Although my father was the first educated person at that time in Udayamperoor he never was proud of his education. He became a teacher in the Puthiyakavu School. It was the time that in Kerala every church had a school attached to it. And I remember that it was Father Chavara Kuriakose Eliyas who started the movement and it is because of this the name “Pallikkoodam”, the church crowd, came into being. Chavara Kuriakose Eliyas started the CMI monastic order. He learnt Sanskrit and started teaching Pulaya students. In those days this was a law-breaking event. Sanskrit at that time was considered the language of the Gods and only the Brahmins were allowed to learn it. This was also law-breaking in the sense that he demolished untouchability.
Saint Thomas came to Kerala in 52 AD. Hence the Christianity in Kerala is one of the most ancient Christian churches in the world as ancient as in Rome or Jerusalem. Kerala was a great tolerant country and the Greeks and the Arabs had contact with Kerala from ancient times.
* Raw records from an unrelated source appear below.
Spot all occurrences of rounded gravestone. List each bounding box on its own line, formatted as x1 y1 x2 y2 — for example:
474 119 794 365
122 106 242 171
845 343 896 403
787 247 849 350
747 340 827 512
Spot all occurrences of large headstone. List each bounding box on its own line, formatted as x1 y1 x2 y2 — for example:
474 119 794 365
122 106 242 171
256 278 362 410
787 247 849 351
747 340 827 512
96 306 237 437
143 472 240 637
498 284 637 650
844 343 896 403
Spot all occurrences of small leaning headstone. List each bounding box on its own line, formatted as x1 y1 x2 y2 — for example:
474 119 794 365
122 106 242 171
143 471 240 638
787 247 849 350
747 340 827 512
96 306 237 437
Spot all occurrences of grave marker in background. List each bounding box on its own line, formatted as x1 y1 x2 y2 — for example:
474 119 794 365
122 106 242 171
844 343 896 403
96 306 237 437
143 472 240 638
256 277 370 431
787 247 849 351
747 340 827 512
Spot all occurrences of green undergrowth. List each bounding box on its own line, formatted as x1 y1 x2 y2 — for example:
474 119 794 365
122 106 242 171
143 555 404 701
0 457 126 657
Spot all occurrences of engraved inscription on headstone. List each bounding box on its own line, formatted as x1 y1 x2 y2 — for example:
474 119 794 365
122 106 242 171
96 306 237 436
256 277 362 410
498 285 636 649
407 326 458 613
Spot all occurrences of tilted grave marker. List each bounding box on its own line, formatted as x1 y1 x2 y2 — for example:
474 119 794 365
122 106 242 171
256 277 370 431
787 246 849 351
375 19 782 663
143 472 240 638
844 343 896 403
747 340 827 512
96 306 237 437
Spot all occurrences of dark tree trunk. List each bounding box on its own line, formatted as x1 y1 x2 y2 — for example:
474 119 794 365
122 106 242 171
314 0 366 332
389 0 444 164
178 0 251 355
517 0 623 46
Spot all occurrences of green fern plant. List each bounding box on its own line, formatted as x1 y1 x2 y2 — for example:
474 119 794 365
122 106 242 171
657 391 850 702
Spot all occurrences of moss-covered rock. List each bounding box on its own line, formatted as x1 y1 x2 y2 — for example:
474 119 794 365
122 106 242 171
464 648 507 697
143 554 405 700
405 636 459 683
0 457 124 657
But Kerala was a mad house of untouchability and caste distinction before Father Chavara Kuriakose and even long afterwards.
Vivekananda who visited Kerala in 1898 had called Kerala a lunatic asylum because of caste and untouchability distinction, still practiced. There was a distance to be kept by the under-castes from the Brahmin and the Kshathriyas when they met any of them, for example: if a Brahmin was coming through the road, the Pulaya has to get away almost 65 feet although in doing this he had to be in knee-deep or more water in the fields. If he did not do this the upper-caste traveler can take him to be a criminal and kill him by any means. Many Christians believed that they were upper-castes because Saint Thomas seemed to have converted only Brahmins and Kshathriyas who were supposed to be literate at that time.
Only when the Western Missionaries came that this untouchability being practiced by Christians were truly demolished.